For John Grahame, a member of Team USA Hockey in the 2006 Winter Games held in Turin, Italy, Olympic pride is difficult to define.
During the 2006 Winter Games, Grahame was one of three goalies on the roster whom coach Peter Laviolette welcomed aboard, representing America. Of the six games Team USA skated, Grahame received the nod to start in goal in the opening contest with Team Latvia. It is also the only Team USA game in the Olympics to end in a tie, 3–3.
That one appearance wearing his Team USA sweater, representing his home country, is right at the top of the thrills he experienced during his 13 seasons playing professionally.
“It’s a different feeling, and hard for me to describe,” Grahame told The Epoch Times during a phone interview from his Denver home on Feb. 18.
“Patriotism comes to mind first. Playing in the Olympics is a special time of year. You’re not playing for a city or state but for your county. Suddenly, you have millions and millions of people in the United States rooting for you.”
Grahame won at the highest level in both the National Hockey League, winning the Stanley Cup in 2004 with the Tampa Bay Lightning, and five years earlier in the American Hockey League, while collecting a Calder Cup championship ring as a member of the 1999 Providence Bruins.
Performing under pressure wasn’t foreign to Grahame when considering joining Team USA. There was one season, 2008–2009, that Grahame ventured off to Russia and joined the Omsk Avangard for duty in the Kontinental Hockey League’s inaugural year.
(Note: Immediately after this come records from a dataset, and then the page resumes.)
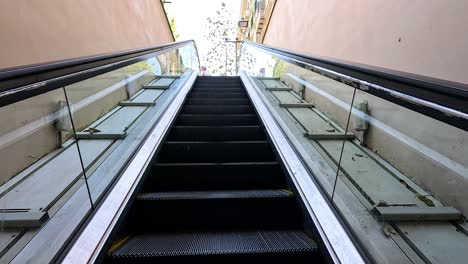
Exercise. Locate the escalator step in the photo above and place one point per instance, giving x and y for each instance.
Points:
(230, 245)
(216, 133)
(214, 176)
(222, 110)
(233, 151)
(218, 95)
(245, 194)
(217, 102)
(217, 120)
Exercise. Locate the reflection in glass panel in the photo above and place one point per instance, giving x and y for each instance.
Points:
(41, 170)
(407, 165)
(308, 103)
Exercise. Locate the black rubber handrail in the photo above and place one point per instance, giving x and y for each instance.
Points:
(20, 83)
(443, 100)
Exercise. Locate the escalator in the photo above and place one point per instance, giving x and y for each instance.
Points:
(216, 192)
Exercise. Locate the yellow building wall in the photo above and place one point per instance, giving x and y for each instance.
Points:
(38, 31)
(426, 37)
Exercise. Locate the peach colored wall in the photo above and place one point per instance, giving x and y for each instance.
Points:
(432, 33)
(36, 31)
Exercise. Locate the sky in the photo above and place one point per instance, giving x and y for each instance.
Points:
(190, 18)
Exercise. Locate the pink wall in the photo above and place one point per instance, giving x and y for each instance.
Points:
(35, 31)
(433, 33)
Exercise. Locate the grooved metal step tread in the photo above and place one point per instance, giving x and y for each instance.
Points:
(217, 120)
(217, 95)
(199, 195)
(217, 109)
(216, 133)
(214, 243)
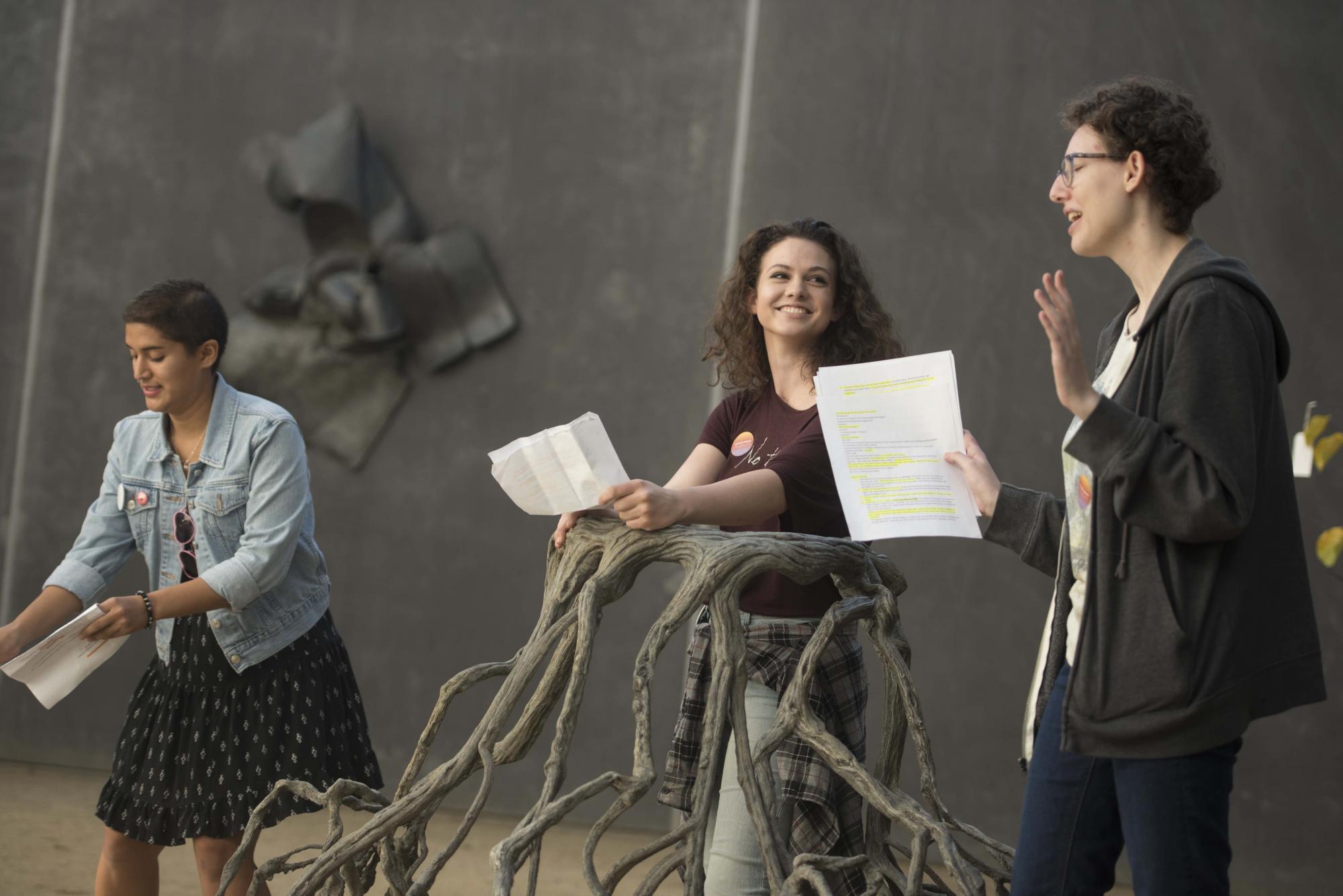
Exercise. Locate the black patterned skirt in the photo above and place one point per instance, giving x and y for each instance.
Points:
(203, 745)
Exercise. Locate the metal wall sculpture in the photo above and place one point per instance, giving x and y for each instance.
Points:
(335, 338)
(598, 566)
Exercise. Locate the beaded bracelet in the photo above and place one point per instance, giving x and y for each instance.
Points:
(150, 609)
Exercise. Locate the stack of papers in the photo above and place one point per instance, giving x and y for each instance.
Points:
(887, 426)
(561, 470)
(53, 668)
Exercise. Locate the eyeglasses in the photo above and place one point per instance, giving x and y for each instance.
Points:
(185, 530)
(1067, 170)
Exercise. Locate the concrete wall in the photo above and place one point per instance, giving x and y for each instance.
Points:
(593, 148)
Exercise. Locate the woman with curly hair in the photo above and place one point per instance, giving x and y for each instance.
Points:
(798, 298)
(1181, 607)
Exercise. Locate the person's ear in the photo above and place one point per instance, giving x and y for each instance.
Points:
(1136, 169)
(209, 353)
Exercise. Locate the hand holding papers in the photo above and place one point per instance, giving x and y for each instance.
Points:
(62, 660)
(561, 470)
(887, 426)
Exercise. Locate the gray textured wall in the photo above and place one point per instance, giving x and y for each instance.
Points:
(592, 146)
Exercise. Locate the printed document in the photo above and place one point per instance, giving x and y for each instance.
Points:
(53, 668)
(561, 470)
(887, 426)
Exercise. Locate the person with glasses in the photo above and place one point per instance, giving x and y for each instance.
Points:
(1181, 605)
(250, 682)
(798, 298)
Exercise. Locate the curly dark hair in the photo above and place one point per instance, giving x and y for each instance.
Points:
(862, 330)
(1158, 119)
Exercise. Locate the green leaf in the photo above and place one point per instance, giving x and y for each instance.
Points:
(1326, 448)
(1330, 545)
(1315, 427)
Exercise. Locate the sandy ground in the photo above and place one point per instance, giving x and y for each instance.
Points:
(50, 840)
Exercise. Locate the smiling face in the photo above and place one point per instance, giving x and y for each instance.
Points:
(170, 376)
(1099, 203)
(796, 294)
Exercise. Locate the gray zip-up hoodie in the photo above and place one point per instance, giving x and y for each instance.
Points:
(1199, 613)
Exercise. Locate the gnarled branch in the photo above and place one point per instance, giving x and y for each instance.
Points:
(598, 566)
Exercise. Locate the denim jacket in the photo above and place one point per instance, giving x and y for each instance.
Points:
(249, 498)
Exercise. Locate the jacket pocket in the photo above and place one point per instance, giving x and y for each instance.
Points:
(1138, 658)
(224, 513)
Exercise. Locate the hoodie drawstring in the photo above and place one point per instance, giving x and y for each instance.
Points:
(1122, 568)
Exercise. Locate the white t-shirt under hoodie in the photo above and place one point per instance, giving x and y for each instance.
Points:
(1078, 486)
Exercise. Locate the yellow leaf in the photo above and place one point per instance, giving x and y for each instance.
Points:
(1326, 448)
(1330, 545)
(1315, 427)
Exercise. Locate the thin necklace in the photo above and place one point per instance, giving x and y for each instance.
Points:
(186, 462)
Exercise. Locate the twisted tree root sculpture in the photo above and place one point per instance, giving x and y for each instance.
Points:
(598, 565)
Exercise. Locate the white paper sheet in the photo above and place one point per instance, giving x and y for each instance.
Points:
(62, 660)
(561, 470)
(887, 426)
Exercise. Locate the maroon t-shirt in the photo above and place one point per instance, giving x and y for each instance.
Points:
(762, 432)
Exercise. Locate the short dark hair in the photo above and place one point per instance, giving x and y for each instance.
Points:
(1158, 119)
(185, 311)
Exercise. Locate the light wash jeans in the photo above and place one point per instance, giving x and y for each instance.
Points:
(734, 864)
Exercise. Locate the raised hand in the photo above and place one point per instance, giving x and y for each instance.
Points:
(1072, 383)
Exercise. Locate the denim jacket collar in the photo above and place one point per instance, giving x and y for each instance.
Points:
(224, 413)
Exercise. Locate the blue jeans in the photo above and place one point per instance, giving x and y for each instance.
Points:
(1080, 812)
(733, 862)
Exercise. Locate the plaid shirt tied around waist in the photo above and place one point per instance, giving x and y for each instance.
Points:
(828, 815)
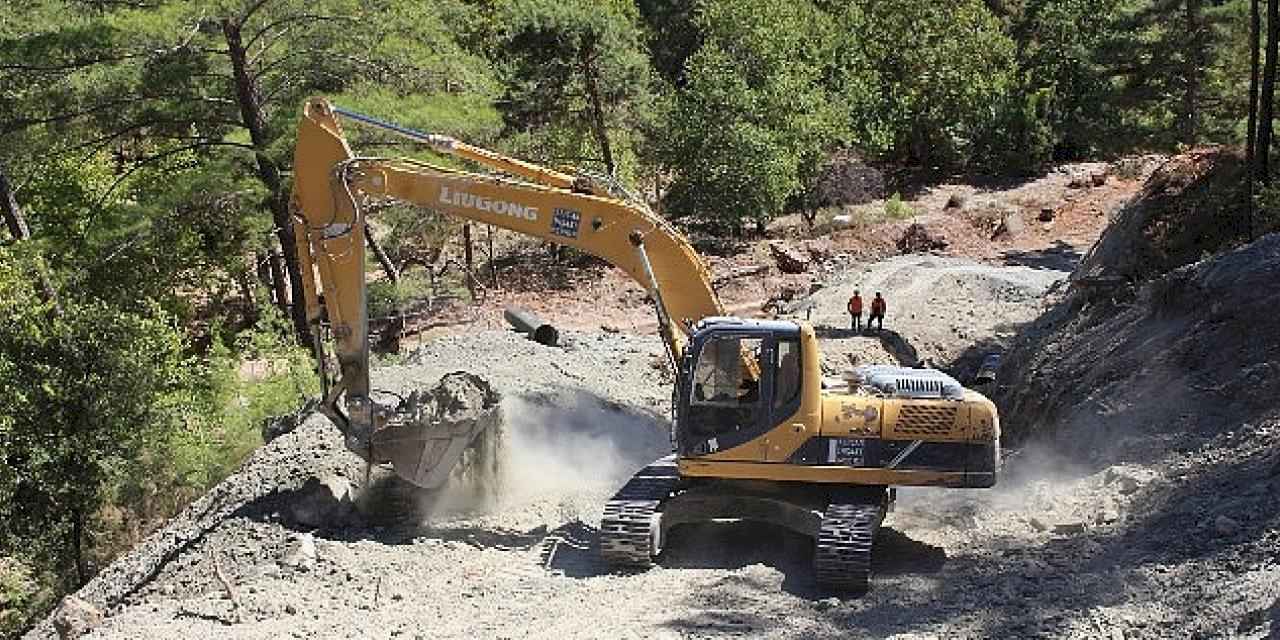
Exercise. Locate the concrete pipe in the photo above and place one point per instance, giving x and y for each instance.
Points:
(525, 321)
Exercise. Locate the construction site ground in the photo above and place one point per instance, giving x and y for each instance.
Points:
(1160, 538)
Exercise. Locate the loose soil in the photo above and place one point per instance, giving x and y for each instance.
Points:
(1161, 536)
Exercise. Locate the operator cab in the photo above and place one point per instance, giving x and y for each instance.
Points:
(739, 379)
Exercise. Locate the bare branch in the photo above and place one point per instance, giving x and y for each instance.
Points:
(251, 10)
(295, 18)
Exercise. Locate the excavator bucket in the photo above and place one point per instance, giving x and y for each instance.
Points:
(451, 430)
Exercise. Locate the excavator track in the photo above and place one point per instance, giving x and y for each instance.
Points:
(842, 549)
(630, 528)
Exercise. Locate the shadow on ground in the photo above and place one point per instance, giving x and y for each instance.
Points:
(892, 341)
(1059, 256)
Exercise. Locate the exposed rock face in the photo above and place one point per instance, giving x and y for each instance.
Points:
(323, 501)
(919, 240)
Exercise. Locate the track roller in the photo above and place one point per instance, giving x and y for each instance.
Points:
(630, 531)
(842, 549)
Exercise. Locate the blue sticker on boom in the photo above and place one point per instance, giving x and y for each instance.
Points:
(565, 222)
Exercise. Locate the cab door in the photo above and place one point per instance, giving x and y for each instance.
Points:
(726, 400)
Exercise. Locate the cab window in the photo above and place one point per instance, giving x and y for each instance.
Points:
(787, 380)
(726, 393)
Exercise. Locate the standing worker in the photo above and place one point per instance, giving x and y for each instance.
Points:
(855, 311)
(877, 312)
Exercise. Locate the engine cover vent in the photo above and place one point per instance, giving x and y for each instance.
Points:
(926, 420)
(903, 382)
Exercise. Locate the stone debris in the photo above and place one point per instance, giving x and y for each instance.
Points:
(789, 260)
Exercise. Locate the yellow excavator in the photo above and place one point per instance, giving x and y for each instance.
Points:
(758, 433)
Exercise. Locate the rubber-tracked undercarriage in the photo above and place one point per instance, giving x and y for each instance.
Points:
(758, 434)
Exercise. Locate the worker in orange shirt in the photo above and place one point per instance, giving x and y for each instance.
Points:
(877, 312)
(855, 311)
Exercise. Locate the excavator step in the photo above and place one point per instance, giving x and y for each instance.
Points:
(842, 549)
(630, 528)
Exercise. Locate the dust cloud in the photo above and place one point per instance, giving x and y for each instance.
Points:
(560, 451)
(1037, 479)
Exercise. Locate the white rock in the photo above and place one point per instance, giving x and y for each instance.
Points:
(76, 617)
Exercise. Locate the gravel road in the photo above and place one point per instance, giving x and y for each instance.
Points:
(1061, 548)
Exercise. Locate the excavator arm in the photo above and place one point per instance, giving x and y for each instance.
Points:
(333, 187)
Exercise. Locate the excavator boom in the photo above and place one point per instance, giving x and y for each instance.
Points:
(332, 187)
(758, 433)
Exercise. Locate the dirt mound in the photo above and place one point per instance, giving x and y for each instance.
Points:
(1189, 208)
(1194, 350)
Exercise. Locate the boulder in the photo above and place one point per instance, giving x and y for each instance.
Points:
(76, 617)
(1010, 227)
(321, 501)
(789, 260)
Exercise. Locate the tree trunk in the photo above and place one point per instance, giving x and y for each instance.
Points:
(13, 218)
(251, 114)
(383, 259)
(493, 263)
(1192, 69)
(279, 282)
(78, 547)
(470, 259)
(17, 224)
(602, 133)
(1269, 92)
(1252, 129)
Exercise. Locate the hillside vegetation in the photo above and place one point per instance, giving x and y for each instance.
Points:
(150, 297)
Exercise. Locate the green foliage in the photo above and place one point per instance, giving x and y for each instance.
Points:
(388, 298)
(21, 595)
(918, 78)
(1019, 138)
(88, 389)
(752, 119)
(572, 67)
(896, 210)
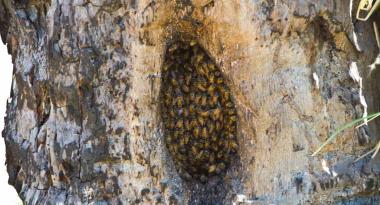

Playing halfway around the world, in a league comprising, at the time, 24 franchises and venues in China, Belarus, Kazakhstan, and Russia, Grahame had to be nimble enough to learn key words rapidly to better communicate with his teammates.
When Grahame’s name first surfaced as being considered for Olympic duty, he was the starting goalie for the Lightning. One season removed from drinking champagne from the Stanley Cup, then as a backup netminder, he could have easily excused himself from taking on the added practices and pressures that were waiting for Team USA on the international scene.
But Grahame embraced what he remembers as an honor: putting personal goals on hold in favor of a collective opportunity to wear the Red, White, and Blue.
“I can’t imagine anyone being considered for the Olympic team and not doing it, ” Grahame said.
“The opportunity is so prestigious. Sometimes, it’s a once-in-a-lifetime chance to do what you have dreamed of. You have to lay it out on the line for your country.”
When Quinn Hughes scored at 3:27 into Wednesday’s overtime period to give Team USA a 2–1 victory over Team Sweden in the quarterfinal round, cheering in the Grahame household was as loud as any.
Grahame’s three sons, Lucas, Knox, and Colton, are following in their father’s hockey footsteps, with an interest in all levels of the game. Labeling the Olympics a “big event” in his home, Grahame explains that hockey is not the only sport followed closely. Trying to enjoy the greatness of all athletes is front and center.
“How can you not respect what the athletes accomplish? They put so much time into what they are striving for,” Grahame said.
For Grahame, who retired after the 2010–2011 season playing for the Colorado Avalanche’s AHL affiliate in Cleveland, the Lake Erie Monsters, the competitive edge that professional sports, and the Olympics in particular, presented has carried over into his transition into the business world.
As a co-founder of TriSearch, an international full-service talent acquisition firm, Grahame sees business through the same prism as hockey. Building relationships through recruitment takes teamwork, just as in hockey, where goalies, defensemen, and forwards work to keep the puck moving up ice.
“The respect factor can’t be underestimated,” Grahame said.
“Just like in Olympic play, the idea of needing to get something done and accomplishing that is a badge of honor. You trust your teammates’ integrity, and they'll show up for you.”
Grahame’s nine-year-old son, Lucas, is already engaged in a business that emphasizes teamwork.
With his parents’ assistance, Lucas created and oversees therinkdude.com. In designing and marketing hats, hoodies, and hockey stick wax, Lucas donates 20 percent of his sales to families in need of financial assistance so their children can have the proper equipment to play hockey.
Lucas Grahame’s sales beneficiary includes United Heroes League, an organization that works with military families, and affords kids the opportunity to play sports.
To grow in the Olympics or business, partnerships remain paramount. Grahame has taken the patriotic pride afforded him through his Olympic journey and has run with it for more than two decades.
Although there are no definitive win-loss records outside of hockey rinks, Grahame continues to score victories in the business world, just as those currently in Milano-Cortina do.